Ways to Say Goodbye
This short-form piece was written for the final issue of Chosen Family, a Hudson Valley zine and show flyer.
At some point almost two years ago, I started a project called Ways to Say Goodbye. It’s a collection of photographs made mostly within the span of a year, with the exception of one image I took in 2015 (to which I can’t seem to say goodbye). Allegedly it is an “ongoing” project, though I haven’t added a single photograph since last summer, and my camera has carried the same roll of film for almost a year. For context, I use a camera that nets 8 frames per roll, which should give you an idea about how few pictures I’ve made in the last handful of months. The project has little to do with saying goodbye, if anything at all, and so I don’t really know why I landed on this title. I guess we could consider taking a photograph as a way of saying goodbye (to a moment in time), but that seems far too entangled in a relationship to images that I’d like to steer clear from.
I think that at the time I was working on the project, I was simply interested in the ways that people say goodbye to you; and subsequently, the variety of ways you say goodbye to others. There doesn’t seem to be an agreed-upon code with the goodbye, or at least not one that I can see. For example: when is it appropriate to hug a person goodbye?
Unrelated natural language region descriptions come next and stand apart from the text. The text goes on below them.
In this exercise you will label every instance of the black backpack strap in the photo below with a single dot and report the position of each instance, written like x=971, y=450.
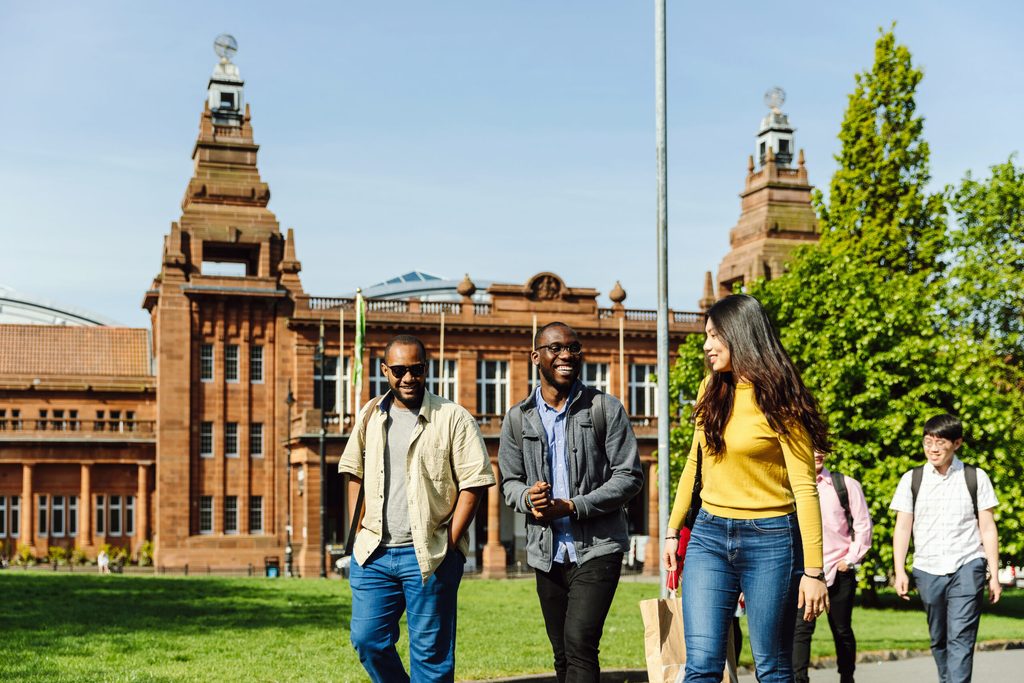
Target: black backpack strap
x=839, y=483
x=916, y=474
x=971, y=475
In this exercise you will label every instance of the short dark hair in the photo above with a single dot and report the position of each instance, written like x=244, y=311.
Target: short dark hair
x=542, y=330
x=406, y=340
x=944, y=426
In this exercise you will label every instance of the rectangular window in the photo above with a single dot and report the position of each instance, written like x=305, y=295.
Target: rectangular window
x=256, y=439
x=206, y=514
x=643, y=390
x=231, y=439
x=256, y=364
x=206, y=363
x=442, y=380
x=129, y=515
x=206, y=439
x=43, y=515
x=230, y=514
x=329, y=379
x=255, y=514
x=596, y=375
x=56, y=518
x=100, y=516
x=115, y=515
x=231, y=363
x=73, y=515
x=492, y=387
x=15, y=516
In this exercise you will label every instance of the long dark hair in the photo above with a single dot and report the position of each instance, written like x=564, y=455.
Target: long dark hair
x=757, y=356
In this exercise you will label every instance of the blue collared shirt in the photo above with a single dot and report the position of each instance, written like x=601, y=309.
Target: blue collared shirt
x=554, y=426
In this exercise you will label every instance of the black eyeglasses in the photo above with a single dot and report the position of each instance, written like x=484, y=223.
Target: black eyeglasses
x=574, y=348
x=399, y=371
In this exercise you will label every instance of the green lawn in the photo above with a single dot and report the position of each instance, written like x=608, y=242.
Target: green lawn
x=61, y=627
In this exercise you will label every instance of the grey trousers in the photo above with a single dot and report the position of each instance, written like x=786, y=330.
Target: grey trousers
x=952, y=602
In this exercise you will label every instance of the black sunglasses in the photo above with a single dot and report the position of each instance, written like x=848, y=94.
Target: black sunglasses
x=574, y=348
x=399, y=371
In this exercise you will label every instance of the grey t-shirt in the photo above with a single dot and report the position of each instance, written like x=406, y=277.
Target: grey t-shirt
x=400, y=424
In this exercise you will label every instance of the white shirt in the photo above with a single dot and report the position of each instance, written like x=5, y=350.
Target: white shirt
x=945, y=532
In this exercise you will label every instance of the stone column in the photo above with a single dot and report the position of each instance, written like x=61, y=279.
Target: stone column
x=28, y=509
x=494, y=551
x=142, y=507
x=652, y=554
x=84, y=539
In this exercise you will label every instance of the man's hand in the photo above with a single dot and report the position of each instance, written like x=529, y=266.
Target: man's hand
x=902, y=584
x=994, y=589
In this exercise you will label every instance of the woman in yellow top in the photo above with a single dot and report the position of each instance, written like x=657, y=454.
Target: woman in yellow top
x=759, y=528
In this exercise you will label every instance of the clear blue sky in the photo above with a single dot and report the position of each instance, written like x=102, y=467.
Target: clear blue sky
x=499, y=138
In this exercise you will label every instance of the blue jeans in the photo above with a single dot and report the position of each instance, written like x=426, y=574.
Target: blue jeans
x=953, y=604
x=762, y=558
x=388, y=584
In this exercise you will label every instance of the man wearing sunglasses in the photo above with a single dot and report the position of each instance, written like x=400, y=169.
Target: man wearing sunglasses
x=423, y=467
x=569, y=463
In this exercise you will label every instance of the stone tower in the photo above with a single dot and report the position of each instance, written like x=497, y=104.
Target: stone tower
x=227, y=283
x=776, y=215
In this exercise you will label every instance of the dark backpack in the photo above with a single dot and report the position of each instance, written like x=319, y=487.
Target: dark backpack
x=970, y=475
I have friends of years that I leave with a small part and wave, while countless times I’ve given a hug goodbye to someone I only met earlier that day (and probably greeted with a handshake at most).
The birth of a goodbye is typically motivated by the frequency of a conversation. Often the goodbye occurs on opposite ends of the spectrum: awkward silence (low-note) or uproarious laughter (high-note). Extremes seem to mark convenient transitions. In the Seinfeld episode “The Burning,” George Costanza uses the convenient transition of the high-note to leave office meetings early. There is probably an episode that has a good example of a low-note goodbye, but to be honest I wasn’t expecting to bring up Seinfeld, so we will move on.
Some goodbyes are associated with groups of people. The Irish Goodbye is when someone leaves without saying goodbye. The Jewish Goodbye is a protracted goodbye in which one finds themself departing maybe thirty minutes after they said they were leaving. My wife is Jewish and I am Irish, yet she prefers an Irish Goodbye and I’m often leaving hours after I anticipated – let’s call it a cultural exchange.
Most goodbyes come with an addendum: see you soon, let’s do this again, don’t be a stranger, etc. Goodbyes are rarely a stop, but more often a pause. Perhaps this is part of why grief can be so devastating: we are not used to saying goodbye without that addendum. It’s a phrase that rarely occasions a permanent separation, and so to some degree we might feel a desperate hope that there is a chance we will see them soon (pause) after they’ve left (stop). Maybe we need to expand the ways in which we pause seeing one another.
It looks like Chosen Family is saying goodbye. I’m sure like many readers, I hope this goodbye is followed with a “see you soon.” And if not, at least the zine has provided a model for something that could exist. It’s been a wonderful twenty three issues.